Kerstin Potter (05:30)
Yeah, that's correct.

Well, I'm afraid it's a rather long story, but I'll try to it short. ⁓ I think actually it started quite a long time ago when I was 13 years old and my family moved from Sweden to Switzerland, the French-speaking part of Switzerland. we moved to a small town. There was one school for boys and one school for girls. And the school for girls was in the local convent.

Dr Kelly Culver (06:02)
Ahem.

Kerstin Potter (06:20)
So I was placed there, didn't know a word of French. The nuns didn't speak anything but French. And I came from a Protestant country. My family wasn't at all religious. So there I was, not understanding a word was spoken to me. And I couldn't understand what was going on around me. The rituals, you you went to...

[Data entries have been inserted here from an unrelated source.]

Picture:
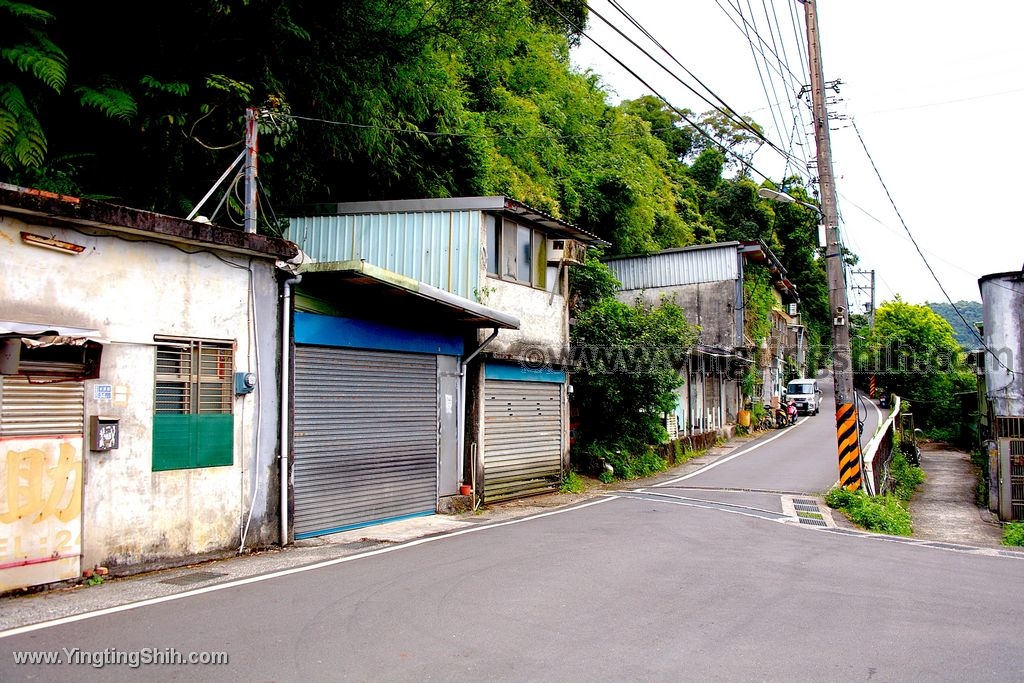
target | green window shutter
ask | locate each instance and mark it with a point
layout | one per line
(214, 440)
(193, 425)
(172, 441)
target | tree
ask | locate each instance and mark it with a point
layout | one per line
(967, 335)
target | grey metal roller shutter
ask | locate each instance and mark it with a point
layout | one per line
(366, 437)
(51, 409)
(522, 438)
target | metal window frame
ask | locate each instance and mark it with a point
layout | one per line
(204, 379)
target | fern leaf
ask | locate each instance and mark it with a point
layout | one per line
(48, 67)
(180, 89)
(115, 102)
(25, 11)
(221, 82)
(22, 138)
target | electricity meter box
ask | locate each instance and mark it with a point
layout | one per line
(104, 432)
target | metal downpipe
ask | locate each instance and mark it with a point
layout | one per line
(462, 407)
(286, 406)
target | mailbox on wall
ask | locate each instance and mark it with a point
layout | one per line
(104, 432)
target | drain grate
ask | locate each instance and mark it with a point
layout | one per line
(195, 578)
(948, 546)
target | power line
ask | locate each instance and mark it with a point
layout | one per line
(920, 253)
(682, 115)
(728, 112)
(793, 76)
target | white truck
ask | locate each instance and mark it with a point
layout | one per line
(806, 395)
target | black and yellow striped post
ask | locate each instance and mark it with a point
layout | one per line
(849, 446)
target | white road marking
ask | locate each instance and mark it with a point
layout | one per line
(727, 459)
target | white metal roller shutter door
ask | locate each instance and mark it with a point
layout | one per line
(366, 437)
(522, 438)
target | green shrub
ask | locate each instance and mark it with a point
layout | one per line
(979, 457)
(884, 514)
(1013, 534)
(629, 460)
(572, 483)
(904, 476)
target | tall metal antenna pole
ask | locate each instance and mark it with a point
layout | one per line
(251, 150)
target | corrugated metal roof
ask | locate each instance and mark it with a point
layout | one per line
(690, 265)
(497, 204)
(441, 248)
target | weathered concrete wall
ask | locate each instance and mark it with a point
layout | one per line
(1003, 311)
(543, 316)
(130, 291)
(708, 305)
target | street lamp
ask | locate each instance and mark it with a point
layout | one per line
(782, 198)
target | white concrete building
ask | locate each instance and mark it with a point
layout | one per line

chapel several times a day. were prayers before each lesson. I knew that they knew I wasn't Catholic. So could I behave in that world without upsetting anybody? so I started to actually look at how people were behaving and trying to then do something to see how they reacted to what I was doing.

And this was really the way I think I started trying to understand more how it felt to be in a foreign and different culture and also not being able to understand what was spoken around me. And I also very quickly realized that because even if I knew something, as I couldn't talk about it, people around me thought I didn't know it. You I was stupid.

I hadn't understood something and hence I was stupid. So this is something I carried with me from then on. And after that I went and studied sciences. I read chemistry and then did a PhD in chemistry. I think that came from this wanting to study, try something out and see what happened and ⁓ poking the system essentially.

which is really what scientists do, we poke systems and observe what happens. But after that, I went straight into sales and marketing in large organizations, middle sized organizations and also startups, as you mentioned earlier on. And that's where I started working with teams. At the beginning, I was part of teams. And as I moved up and through organizations, I became responsible for teams. And I got more and more

frustrated and saddened by the way that it was difficult for people to express themselves, often due to corporate culture and team politics and those sort of This is really a long story leading to realizing what keeps companies...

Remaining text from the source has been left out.